Remembering Burton Nelson

Burton Nelson died yesterday, and he really was a remarkable man. A world renowned Bonheoffer scholar and respected professor at North Park Theological Seminary he was known for praying, as Karl Barth suggested, with a Bible in one hand and the newpaper in the other.

He was the kind of professor who would have wanted his students--pastors in training--to see the Urban League story about the continuing gaps between blacks and whites in the US, and taught them that their faith meant they should do something about it.

Peace to his memory.


A Small Kindness

There's a rumor making its way on the Net that President Bush paid for the funeral of a Samuel Kettler, a first grader who died near the President's ranch in Crawford, Texas.

Some parts of the story are true. A 911 call reached a local sheriff who was at the president's ranch, and he and a number of secret service agents responded, but were was too late to save Samuel.

It turns out that there was no need for the president to pay for the funeral. The local funeral home would not accept payment.

Here's a statement from them:

As with every family that we serve, all financial arrangements and conditions are held in strict confidence. However, with the overwhelming amount of conversation and questions in regard to this tragedy, the privacy of the Kettler family has been violated. I spoke with Shawn this morning and he asked me to try and put a stop to these rumors.

Since the day Gatesville Funeral Home opened and a family has experienced the death of a child, we have not burdened the family with any charges from the funeral home.

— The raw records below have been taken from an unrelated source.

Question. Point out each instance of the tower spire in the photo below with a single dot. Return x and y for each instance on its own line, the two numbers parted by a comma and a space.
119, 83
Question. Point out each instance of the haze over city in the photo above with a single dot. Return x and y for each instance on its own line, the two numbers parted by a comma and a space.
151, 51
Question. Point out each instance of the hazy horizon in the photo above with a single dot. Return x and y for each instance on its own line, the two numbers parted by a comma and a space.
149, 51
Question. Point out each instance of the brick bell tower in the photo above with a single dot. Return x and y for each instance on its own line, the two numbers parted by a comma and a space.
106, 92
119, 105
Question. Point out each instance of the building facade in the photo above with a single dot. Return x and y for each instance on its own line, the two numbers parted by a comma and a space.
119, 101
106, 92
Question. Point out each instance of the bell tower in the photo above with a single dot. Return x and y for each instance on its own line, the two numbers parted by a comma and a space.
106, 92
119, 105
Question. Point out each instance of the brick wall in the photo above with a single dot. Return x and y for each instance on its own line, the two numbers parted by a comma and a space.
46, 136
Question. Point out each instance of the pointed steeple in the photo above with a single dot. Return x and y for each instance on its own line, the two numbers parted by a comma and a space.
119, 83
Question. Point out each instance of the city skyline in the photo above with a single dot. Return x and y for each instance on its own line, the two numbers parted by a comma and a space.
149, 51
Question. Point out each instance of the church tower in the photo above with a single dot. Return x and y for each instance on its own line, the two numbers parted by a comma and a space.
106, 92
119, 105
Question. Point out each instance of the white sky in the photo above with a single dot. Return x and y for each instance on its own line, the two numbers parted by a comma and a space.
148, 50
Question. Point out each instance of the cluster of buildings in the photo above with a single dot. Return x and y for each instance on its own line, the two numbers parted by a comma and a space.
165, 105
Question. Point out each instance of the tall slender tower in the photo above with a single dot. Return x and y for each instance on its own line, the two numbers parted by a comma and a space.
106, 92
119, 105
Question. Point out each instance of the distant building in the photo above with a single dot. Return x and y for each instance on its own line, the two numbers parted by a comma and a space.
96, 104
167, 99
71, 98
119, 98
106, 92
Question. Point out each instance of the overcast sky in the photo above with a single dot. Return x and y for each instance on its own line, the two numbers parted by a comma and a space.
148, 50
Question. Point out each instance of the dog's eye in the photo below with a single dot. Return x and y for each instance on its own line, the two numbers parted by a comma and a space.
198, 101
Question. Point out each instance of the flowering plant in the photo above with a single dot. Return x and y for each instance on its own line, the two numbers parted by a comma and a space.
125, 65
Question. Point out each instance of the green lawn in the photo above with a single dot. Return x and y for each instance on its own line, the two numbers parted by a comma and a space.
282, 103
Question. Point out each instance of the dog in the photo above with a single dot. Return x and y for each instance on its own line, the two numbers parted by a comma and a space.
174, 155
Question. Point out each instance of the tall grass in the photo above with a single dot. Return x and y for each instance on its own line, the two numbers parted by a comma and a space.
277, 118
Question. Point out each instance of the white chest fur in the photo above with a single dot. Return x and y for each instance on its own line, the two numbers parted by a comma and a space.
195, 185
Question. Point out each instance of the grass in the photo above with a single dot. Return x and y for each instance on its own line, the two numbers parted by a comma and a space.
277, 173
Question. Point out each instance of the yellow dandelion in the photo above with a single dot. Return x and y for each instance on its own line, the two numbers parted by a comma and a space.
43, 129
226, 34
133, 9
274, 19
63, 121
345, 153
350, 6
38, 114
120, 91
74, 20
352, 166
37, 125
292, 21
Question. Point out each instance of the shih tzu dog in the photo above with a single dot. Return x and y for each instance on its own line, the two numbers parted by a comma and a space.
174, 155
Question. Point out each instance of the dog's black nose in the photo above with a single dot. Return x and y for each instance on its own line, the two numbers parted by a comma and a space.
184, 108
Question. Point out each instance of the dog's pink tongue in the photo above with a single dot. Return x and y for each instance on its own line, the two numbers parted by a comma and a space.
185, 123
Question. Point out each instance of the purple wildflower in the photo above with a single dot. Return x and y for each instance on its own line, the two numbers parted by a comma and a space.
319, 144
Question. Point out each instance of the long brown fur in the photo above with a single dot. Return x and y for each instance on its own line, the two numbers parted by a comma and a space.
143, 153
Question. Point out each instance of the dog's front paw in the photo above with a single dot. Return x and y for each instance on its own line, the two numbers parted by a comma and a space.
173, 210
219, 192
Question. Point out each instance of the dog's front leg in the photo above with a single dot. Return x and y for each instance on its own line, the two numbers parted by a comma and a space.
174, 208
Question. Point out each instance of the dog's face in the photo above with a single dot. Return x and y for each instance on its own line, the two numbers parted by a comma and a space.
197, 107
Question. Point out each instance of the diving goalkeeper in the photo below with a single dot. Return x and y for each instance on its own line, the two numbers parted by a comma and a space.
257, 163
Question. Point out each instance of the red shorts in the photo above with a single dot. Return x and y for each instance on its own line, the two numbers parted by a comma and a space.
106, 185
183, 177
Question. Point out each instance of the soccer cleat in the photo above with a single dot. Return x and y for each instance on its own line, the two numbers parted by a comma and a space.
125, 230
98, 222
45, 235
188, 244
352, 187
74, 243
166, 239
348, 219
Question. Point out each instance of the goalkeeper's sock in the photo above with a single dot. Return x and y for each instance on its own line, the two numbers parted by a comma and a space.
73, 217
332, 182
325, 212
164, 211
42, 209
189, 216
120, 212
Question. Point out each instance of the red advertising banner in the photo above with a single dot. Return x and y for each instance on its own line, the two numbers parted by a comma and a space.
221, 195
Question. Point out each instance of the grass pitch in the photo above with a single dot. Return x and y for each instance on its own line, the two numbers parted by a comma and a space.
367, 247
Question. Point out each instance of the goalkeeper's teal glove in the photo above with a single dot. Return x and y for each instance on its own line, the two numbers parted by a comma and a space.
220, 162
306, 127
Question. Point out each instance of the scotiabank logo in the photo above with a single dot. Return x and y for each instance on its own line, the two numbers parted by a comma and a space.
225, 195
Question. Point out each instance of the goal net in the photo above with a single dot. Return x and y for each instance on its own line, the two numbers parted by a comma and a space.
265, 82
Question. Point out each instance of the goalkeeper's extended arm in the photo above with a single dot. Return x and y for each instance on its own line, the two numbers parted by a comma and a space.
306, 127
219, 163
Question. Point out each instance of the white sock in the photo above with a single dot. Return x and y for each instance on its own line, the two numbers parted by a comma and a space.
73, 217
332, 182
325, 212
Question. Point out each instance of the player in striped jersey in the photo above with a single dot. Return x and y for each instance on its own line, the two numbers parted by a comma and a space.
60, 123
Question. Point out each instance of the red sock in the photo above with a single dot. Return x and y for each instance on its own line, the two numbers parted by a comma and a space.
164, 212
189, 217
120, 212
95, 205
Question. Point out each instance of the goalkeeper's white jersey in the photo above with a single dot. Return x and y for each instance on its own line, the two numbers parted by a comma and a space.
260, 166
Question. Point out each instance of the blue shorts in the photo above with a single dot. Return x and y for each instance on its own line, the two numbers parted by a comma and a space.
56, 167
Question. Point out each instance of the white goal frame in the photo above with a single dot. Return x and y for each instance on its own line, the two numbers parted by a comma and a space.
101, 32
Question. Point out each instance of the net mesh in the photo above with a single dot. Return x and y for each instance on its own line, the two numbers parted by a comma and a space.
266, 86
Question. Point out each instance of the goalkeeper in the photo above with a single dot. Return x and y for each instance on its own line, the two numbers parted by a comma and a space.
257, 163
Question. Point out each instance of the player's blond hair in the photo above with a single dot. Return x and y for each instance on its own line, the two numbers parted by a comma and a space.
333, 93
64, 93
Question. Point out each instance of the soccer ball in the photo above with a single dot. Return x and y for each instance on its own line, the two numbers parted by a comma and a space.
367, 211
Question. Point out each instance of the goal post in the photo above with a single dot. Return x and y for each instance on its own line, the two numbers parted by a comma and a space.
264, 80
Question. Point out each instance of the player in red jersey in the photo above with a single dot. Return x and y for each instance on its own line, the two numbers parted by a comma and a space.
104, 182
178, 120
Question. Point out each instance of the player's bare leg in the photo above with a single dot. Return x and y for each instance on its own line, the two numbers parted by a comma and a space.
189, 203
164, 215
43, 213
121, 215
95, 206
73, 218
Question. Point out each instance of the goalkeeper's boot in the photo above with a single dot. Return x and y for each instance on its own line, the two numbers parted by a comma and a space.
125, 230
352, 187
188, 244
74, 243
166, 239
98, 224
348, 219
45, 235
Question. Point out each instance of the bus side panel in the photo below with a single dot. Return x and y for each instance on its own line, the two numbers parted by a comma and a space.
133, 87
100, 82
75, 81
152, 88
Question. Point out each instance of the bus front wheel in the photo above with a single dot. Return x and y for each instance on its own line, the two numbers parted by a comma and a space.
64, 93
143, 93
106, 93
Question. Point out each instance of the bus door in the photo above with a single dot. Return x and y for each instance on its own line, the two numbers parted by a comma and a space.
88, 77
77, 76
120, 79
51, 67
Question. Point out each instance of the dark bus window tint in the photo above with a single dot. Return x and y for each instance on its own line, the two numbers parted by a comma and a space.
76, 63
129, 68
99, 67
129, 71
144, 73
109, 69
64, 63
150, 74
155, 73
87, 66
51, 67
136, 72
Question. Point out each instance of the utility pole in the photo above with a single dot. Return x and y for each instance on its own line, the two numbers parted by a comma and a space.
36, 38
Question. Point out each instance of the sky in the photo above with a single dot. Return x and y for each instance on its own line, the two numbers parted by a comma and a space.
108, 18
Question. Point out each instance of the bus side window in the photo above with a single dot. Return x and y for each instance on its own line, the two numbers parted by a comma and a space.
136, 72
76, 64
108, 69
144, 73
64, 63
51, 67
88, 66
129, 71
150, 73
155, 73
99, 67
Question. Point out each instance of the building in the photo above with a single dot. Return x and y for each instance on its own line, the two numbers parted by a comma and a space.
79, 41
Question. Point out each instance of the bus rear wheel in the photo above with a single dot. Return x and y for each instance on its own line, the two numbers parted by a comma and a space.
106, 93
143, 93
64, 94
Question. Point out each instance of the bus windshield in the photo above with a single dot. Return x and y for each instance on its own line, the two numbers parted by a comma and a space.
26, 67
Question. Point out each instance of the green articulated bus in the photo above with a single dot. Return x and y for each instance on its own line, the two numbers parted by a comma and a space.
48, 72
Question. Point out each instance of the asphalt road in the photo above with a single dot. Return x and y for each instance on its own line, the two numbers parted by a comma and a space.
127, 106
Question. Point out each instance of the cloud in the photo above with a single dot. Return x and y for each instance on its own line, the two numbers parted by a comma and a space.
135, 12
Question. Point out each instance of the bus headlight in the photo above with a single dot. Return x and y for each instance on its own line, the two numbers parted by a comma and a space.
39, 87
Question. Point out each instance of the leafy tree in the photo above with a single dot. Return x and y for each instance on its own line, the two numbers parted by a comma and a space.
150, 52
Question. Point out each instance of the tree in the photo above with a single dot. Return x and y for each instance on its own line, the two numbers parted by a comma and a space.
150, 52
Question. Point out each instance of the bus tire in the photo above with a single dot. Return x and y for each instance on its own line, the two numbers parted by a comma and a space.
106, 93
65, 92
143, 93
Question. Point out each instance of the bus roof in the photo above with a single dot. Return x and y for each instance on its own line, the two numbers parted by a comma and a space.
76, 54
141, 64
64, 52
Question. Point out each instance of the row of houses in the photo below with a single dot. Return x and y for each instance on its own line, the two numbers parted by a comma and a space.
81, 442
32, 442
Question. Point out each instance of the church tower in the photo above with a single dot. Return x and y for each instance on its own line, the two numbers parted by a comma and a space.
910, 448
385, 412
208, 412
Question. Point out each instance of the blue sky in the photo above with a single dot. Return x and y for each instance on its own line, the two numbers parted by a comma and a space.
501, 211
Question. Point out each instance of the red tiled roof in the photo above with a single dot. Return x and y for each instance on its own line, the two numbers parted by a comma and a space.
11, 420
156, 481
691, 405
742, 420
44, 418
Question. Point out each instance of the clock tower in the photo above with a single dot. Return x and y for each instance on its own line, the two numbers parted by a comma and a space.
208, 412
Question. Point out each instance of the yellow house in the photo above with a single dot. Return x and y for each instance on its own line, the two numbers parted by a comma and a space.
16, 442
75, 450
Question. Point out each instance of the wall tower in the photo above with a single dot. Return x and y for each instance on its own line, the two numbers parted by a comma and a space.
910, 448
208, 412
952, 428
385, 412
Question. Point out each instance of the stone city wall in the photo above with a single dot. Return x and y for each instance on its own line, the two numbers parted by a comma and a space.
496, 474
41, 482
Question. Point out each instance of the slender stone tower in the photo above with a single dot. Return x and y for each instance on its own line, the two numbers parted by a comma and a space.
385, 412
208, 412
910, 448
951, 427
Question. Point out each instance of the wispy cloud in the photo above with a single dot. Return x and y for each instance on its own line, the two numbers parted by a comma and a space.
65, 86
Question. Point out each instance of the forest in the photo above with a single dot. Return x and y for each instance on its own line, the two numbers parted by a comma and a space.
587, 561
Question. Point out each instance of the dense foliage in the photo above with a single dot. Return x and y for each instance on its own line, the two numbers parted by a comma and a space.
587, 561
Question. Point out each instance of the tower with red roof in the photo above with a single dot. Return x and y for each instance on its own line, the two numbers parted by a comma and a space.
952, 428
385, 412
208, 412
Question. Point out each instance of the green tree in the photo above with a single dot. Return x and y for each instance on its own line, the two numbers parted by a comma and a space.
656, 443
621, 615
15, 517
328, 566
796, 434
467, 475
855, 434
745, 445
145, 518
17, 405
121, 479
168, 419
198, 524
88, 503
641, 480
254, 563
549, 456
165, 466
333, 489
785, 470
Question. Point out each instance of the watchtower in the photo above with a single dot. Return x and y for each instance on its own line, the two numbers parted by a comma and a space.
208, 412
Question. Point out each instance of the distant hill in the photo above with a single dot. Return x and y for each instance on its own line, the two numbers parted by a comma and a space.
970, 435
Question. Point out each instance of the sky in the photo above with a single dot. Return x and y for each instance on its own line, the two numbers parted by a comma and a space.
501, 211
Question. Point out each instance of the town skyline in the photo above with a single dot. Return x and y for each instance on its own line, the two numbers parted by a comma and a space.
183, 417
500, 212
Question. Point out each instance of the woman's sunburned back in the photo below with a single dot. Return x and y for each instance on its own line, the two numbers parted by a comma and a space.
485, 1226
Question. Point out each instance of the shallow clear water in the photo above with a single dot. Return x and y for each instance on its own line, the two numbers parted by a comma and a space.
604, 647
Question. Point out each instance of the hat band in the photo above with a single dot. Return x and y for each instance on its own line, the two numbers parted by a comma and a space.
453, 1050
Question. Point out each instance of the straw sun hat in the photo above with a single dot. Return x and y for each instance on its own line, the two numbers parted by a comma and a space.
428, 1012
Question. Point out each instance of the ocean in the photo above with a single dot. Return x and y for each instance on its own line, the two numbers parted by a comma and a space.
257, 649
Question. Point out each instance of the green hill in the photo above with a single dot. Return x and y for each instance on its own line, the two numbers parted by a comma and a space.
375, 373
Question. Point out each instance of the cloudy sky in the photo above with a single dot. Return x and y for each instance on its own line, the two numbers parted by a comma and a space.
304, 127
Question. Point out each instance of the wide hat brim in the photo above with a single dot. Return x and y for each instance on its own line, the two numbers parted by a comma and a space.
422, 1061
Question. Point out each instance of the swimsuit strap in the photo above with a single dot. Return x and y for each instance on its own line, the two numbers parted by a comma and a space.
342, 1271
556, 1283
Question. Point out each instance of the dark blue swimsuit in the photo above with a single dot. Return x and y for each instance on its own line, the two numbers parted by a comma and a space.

If there's some good that comes out of this, it's that a small kindness, which would have otherwise been hidden, has been revealed. And a little boy's life and death has been remembered.


Show Me The Money

"What happened to all those angry Catholics who vowed to stop giving money to the church because of the way the hierarchy had handled the priest sex-abuse scandal"

That what the good people at US Catholic magazine wanted to know.

This cover story in this month's issue reports that giving was actually up 4.9 percent in 2002--indicating those those angry Catholics still gave to their parishes

The only thing that went down were Bishop's special appeals, which were down 2.3 percent.

The giving research was done by the Center for Applied Research in the Apostolate (CARA) at Georgetown University and showed that Catholics gave "an estimated $58 billion in Sunday collection baskets in 2002."

So while the Archdiocese of Boston is broke, the rest of the US Catholic Church is apparently not.